By Dave Workman
Gun research guru John Lott, whose data-filled talks on firearms and violent crime have captivated Gun Rights Policy Conference audiences for several years, made it clear to those gathered at this year’s event in Salt Lake City that he is not impressed with FBI data and how it was quietly updated last year, and he’s not keen on the establishment media, either.
He delivered a detail-packed presentation on FBI crime data which always has a one-year “lag” because statistics from the previous year are not published until well into September the following year. This became obvious during the presidential campaign of 2024 when then-candidate Donald Trump correctly stated during a debate that violent crime was up, and then found himself incorrectly corrected by a moderator using out-of-date data.

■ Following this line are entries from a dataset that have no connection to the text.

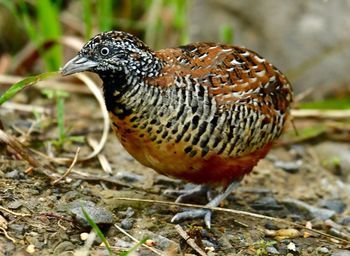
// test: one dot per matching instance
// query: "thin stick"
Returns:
(69, 169)
(190, 241)
(25, 108)
(24, 152)
(52, 84)
(244, 213)
(137, 241)
(14, 213)
(321, 114)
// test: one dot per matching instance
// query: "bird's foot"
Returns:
(205, 213)
(194, 214)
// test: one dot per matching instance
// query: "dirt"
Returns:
(50, 227)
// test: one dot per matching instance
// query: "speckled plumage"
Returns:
(204, 112)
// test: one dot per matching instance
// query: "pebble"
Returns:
(291, 167)
(332, 204)
(98, 214)
(266, 203)
(30, 249)
(12, 174)
(84, 236)
(341, 253)
(272, 250)
(128, 177)
(14, 205)
(271, 226)
(345, 220)
(335, 157)
(127, 224)
(17, 228)
(323, 250)
(63, 247)
(301, 208)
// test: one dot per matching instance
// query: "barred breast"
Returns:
(208, 117)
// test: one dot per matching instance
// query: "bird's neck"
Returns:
(123, 92)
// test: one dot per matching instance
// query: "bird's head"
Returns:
(114, 52)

Lott explained how he found the agency had quietly updated and corrected its data for 2022 nearly one year after it was originally published. Initially, the data suggested crime for 2022 had declined 2.1 percent. But in the final report the following year, the FBI updated the data to show a 4.5 percent increase.
“So all of those headlines that they’d had over the previous year were wrong,” Lott observed.

Lott also noted that when the media did question the FBI’s update, the agency “refused to explicitly” acknowledge the data had been updated.
“Because then it would have been newsworthy,” he said, “and I actually believe they wanted to help the Democrats there.”
Lott did his presentation with a series of slides and illustrations, one of which showed how crime went up dramatically during the first three years of the Biden administration.
“We had the largest total percentage increase in violent crime over any three year period of time since they started collecting this data over 50 years ago,” he said.
Lott worked for the Justice Department during the first Trump administration as a senior advisor on statistics, which afforded him the opportunity to look at active shooter cases. He suspects that about 36 percent of all active shooting cases over a 10-year period from 2014 to 2024 were stopped by armed private citizens.
After talking about data problems, Lott turned his attention to how the media covers crime, especially violent crime, and they do it poorly, he intimated.
His “biggest pet peeve with regards to the media,” Lott explained, is that news agencies do not report the contents of diaries and manifestos recovered by investigators. There are many entries in these documents which reveal how shooters pick soft targets where they believe they will encounter no resistance, such as gun-free zones, schools and other places where firearms are prohibited.
Mass killers are, he suggested, convinced they will get more headlines if they kill more people.
“The media refuses to cover these statements,” he said.

“My guess is that the whole gun control debate we’re having now would be dramatically different if even once in a while the media would have said, ‘And by the way, this person explained why he picked the target that he did,’” Lott said.
Instead, politicians push to have background checks on private gun sales as a means of preventing mass shootings.
“There’s not one mass shooting this century that would have been stopped had such a law been in effect and perfectly enforced,” he maintained.
Lott, who founded and heads the Crime Prevention Research Center, said there are about 21.5 million concealed carry permit holders in the United States, and thanks to “Constitutional carry” laws now in effect in 29 states, approximately 15 percent of all adult civilians are armed some or all of the time. This puts would-be mass shooters and other criminals at a disadvantage, because they have no idea who may be armed in an area where they plan to commit a crime.
This is better than having a uniformed officer present in some places where that individual may be the first target. Lott indicated that school resource officers work in plain clothes rather than uniform as well, disguised perhaps as a physical education coach or some other teaching or staff role.
In closing, he also offered one suggestion: Use the data that his group produces.
“It doesn’t do us any good to put this data together unless you guys use it,” he said.